Neostigmine/glycopyrronium bromide

Combination of
- Neostigmine: Cholinesterase inhibitor
- Glycopyrronium bromide: Antimuscarinic agent

Clinical data
- Trade names: Prevduo
- Other names: Neostigmine methylsulfate/glycopyrrolate, glycopyrronium bromide/neostigmine metilsulfate
- AHFS/Drugs.com: Micromedex Detailed Consumer Information
- License data: US DailyMed: Neostigmine methylsulfate and glycopyrrolate;
- Routes of administration: Intravenous
- ATC code: N07AA51 (WHO) ;

Legal status
- Legal status: UK: POM (Prescription only); US: ℞-only;

= Neostigmine/glycopyrronium bromide =

Combination medication

Neostigmine/glycopyrronium bromide, sold under the brand name Prevduo , is a fixed-dose combination medication used for the reversal of the effects of non-depolarizing neuromuscular blocking agents after surgery. It contains neostigmine as the methylsulfate, a cholinesterase inhibitor, and glycopyrronium bromide, an antimuscarinic agent.

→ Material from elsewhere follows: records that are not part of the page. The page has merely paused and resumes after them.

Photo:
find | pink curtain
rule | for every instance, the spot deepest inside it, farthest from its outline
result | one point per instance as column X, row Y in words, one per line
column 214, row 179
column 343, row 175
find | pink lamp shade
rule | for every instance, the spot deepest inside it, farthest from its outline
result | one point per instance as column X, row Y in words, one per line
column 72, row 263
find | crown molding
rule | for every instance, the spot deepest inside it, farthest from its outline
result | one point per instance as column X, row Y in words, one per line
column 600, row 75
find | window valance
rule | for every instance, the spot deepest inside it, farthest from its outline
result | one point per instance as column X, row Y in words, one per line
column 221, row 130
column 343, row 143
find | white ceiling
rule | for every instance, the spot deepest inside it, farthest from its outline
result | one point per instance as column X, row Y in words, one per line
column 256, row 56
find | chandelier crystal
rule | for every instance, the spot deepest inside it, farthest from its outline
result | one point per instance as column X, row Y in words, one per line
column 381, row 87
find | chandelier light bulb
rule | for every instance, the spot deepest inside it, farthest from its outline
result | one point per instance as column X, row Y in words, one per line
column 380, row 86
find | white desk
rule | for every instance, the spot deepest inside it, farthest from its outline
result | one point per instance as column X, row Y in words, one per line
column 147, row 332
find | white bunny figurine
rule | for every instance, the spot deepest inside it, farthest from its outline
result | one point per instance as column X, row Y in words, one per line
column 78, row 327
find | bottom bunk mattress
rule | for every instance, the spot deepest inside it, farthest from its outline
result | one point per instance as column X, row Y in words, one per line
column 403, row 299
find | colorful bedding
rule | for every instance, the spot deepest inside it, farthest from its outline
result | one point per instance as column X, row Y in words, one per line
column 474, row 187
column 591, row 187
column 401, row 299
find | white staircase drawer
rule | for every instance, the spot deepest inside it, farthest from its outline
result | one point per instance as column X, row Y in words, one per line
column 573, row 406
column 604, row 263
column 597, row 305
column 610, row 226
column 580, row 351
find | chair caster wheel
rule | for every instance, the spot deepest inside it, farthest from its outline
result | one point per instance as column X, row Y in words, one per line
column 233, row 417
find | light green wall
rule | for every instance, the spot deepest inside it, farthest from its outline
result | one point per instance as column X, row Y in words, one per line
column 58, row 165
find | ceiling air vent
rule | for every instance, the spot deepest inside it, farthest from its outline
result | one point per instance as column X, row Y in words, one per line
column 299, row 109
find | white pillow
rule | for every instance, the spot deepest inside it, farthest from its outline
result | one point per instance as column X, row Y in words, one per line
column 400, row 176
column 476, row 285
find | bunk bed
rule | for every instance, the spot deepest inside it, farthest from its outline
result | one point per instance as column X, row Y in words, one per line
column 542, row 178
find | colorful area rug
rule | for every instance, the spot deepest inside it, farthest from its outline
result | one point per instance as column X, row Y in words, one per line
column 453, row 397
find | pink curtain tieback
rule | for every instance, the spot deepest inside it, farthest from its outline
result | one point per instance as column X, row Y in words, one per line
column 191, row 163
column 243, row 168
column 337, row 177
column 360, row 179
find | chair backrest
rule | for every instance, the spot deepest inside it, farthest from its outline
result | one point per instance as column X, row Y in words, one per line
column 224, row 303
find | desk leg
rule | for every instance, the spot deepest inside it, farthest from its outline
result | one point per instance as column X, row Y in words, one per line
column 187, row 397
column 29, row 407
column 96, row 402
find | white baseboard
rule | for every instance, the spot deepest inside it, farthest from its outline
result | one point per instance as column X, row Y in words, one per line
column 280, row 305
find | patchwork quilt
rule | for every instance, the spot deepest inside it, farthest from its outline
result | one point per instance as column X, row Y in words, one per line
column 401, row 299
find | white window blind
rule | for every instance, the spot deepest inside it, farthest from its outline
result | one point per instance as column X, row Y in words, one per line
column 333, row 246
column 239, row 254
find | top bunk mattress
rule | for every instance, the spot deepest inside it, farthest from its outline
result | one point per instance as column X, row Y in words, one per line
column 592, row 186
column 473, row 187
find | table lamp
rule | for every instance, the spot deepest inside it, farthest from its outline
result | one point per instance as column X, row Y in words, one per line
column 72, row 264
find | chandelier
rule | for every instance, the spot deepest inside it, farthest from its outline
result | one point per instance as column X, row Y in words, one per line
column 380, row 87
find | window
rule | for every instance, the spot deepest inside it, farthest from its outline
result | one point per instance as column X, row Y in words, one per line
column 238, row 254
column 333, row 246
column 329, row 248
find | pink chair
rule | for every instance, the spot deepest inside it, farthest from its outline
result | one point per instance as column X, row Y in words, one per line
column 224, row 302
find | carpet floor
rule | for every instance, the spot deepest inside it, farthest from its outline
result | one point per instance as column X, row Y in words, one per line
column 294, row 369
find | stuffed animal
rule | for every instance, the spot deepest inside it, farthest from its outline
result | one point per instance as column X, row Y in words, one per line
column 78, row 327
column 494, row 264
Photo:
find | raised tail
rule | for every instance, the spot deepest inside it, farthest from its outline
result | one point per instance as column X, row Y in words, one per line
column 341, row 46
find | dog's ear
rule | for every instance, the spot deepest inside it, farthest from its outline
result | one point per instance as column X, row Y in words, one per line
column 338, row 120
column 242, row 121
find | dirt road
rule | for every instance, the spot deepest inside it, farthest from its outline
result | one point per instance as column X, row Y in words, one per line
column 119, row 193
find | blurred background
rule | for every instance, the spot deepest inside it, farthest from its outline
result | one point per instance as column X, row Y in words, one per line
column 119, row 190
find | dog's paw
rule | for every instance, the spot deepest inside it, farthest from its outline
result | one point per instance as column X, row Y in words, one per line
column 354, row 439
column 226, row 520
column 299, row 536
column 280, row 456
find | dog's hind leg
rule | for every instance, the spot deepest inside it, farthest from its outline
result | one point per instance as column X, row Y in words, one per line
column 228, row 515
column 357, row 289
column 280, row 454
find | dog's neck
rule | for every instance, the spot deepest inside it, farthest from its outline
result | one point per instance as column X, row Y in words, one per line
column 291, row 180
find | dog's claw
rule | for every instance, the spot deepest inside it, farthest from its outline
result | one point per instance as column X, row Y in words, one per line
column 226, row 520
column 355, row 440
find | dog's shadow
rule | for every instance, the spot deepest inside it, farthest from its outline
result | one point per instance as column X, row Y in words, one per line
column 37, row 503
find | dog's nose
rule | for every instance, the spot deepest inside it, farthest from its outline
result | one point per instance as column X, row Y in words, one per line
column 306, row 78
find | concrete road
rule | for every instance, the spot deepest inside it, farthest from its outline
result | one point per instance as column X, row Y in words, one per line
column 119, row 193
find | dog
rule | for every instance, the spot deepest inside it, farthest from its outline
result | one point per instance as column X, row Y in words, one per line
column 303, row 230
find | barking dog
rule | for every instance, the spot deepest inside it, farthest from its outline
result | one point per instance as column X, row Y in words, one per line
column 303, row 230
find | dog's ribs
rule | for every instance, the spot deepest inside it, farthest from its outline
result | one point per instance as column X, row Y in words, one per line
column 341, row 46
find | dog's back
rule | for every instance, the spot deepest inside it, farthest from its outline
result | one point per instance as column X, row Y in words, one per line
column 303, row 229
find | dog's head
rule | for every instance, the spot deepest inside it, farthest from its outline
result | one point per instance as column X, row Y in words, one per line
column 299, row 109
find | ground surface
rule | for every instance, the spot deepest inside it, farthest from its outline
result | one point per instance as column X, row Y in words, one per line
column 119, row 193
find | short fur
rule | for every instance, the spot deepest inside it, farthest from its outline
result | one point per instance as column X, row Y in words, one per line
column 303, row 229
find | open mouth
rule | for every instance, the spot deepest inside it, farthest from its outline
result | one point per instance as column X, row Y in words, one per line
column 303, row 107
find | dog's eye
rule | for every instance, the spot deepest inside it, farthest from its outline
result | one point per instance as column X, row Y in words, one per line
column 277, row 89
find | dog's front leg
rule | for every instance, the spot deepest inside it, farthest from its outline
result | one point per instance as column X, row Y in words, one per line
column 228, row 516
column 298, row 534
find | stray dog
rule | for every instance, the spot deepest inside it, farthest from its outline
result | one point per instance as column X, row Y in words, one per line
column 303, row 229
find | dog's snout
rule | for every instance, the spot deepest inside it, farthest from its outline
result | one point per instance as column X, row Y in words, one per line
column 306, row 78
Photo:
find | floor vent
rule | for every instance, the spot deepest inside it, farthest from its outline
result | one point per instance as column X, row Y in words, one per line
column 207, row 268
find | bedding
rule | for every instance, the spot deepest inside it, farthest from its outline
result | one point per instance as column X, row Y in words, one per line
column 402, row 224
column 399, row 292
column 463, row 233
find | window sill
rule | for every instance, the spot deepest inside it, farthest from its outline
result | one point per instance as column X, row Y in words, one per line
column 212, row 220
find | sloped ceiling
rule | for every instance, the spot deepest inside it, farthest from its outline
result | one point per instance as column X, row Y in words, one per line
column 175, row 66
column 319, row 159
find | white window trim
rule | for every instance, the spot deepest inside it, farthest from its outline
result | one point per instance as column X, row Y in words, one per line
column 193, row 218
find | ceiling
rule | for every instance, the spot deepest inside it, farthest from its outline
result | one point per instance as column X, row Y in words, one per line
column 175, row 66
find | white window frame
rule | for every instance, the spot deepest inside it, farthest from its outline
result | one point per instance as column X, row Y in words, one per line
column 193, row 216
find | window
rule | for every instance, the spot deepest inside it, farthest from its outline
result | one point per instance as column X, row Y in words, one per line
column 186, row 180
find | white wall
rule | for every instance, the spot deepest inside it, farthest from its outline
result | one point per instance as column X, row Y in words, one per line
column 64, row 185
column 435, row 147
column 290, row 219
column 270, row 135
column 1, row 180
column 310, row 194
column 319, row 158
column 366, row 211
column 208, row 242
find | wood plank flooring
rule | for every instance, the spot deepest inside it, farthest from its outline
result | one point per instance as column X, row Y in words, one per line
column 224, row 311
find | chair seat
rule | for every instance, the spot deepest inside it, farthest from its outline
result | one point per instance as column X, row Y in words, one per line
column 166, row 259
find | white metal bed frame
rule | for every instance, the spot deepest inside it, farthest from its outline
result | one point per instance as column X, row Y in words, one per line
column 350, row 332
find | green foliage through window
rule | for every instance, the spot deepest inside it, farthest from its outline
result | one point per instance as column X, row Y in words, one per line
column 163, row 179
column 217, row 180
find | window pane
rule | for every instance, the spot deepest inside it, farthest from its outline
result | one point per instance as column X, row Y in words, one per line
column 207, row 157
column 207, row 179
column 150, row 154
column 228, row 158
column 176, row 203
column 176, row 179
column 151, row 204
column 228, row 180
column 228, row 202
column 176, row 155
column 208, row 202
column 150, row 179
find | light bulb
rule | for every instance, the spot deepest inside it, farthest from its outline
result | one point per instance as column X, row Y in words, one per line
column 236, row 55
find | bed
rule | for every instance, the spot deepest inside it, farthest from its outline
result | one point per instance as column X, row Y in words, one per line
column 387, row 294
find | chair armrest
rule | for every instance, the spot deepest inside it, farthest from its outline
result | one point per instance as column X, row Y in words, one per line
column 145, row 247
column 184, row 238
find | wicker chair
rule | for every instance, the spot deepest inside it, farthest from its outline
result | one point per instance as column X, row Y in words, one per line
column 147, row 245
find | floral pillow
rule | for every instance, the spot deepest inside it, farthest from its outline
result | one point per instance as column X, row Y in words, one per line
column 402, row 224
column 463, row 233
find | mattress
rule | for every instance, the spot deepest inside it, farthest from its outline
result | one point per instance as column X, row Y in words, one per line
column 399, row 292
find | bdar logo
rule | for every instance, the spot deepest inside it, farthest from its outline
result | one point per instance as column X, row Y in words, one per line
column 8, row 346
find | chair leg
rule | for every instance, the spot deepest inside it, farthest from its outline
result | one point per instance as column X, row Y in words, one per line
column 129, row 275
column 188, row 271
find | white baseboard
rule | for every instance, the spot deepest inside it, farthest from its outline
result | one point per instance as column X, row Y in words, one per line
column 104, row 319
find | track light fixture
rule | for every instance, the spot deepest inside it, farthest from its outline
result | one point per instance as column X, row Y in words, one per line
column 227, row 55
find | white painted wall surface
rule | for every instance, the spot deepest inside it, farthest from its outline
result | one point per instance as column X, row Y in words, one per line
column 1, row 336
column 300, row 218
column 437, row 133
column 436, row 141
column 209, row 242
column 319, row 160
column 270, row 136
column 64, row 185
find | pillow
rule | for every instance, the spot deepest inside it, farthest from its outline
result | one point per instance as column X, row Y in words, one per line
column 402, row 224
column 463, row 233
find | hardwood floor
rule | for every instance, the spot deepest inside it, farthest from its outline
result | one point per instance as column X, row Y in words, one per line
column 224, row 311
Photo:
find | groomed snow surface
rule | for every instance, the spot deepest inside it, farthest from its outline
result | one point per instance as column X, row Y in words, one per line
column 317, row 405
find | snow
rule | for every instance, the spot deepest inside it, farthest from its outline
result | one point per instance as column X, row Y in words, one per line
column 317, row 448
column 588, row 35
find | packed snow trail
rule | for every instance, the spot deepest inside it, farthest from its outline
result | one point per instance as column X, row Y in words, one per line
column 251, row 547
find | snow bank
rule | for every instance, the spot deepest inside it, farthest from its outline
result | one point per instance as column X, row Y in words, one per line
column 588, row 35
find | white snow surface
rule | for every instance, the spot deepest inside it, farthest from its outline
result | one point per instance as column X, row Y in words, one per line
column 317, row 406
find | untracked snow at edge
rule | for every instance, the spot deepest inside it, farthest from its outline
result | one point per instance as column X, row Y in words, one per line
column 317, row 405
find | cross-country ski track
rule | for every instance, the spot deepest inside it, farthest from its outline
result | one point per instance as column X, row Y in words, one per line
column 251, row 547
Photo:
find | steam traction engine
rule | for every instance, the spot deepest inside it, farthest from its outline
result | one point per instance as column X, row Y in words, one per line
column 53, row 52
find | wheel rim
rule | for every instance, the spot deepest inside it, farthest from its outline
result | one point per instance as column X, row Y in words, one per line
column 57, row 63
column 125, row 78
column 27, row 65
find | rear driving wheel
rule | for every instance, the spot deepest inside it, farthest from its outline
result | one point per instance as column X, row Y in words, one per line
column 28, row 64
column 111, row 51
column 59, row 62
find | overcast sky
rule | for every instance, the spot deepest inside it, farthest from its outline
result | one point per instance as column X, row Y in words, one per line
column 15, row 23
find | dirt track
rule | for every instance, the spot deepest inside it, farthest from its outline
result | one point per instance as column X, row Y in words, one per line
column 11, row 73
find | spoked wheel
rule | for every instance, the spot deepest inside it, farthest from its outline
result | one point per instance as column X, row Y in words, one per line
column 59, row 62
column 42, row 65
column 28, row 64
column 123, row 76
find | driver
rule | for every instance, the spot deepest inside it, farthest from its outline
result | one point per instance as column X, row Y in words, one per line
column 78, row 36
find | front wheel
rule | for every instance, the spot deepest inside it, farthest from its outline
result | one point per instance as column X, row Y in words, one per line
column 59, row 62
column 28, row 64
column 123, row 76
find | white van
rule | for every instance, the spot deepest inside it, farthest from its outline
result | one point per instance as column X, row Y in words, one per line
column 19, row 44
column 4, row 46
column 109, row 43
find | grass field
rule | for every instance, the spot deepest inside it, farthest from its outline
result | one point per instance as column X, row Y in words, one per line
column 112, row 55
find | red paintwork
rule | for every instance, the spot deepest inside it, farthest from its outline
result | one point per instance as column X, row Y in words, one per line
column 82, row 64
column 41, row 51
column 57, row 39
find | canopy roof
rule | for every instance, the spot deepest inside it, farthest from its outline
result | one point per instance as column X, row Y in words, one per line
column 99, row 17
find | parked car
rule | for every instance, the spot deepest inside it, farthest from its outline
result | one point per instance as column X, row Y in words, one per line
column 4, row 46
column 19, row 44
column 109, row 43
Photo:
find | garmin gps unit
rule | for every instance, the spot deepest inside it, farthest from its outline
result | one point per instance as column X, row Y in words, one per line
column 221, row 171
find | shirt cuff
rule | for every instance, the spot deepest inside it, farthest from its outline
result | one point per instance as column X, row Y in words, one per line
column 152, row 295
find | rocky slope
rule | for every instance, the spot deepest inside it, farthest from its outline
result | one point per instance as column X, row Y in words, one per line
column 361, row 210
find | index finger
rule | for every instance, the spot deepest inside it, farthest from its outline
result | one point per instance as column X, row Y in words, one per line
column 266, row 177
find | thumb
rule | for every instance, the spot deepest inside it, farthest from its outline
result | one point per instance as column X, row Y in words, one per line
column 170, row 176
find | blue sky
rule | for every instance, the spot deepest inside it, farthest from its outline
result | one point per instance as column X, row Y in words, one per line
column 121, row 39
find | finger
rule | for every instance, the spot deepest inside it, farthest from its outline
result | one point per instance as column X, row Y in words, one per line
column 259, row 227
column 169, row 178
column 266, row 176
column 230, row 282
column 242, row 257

Neostigmine/glycopyrronium bromide was approved for medical use in the United Kingdom in 2007, and in the United States in February 2023.

== Medical uses ==
Neostigmine/glycopyrronium bromide is indicated for the reversal of the effects of non-depolarizing neuromuscular blocking agents after surgery, while decreasing the peripheral muscarinic effects (e.g., bradycardia and excessive secretions) associated with cholinesterase inhibition following non-depolarizing neuromuscular blocking agent reversal administration.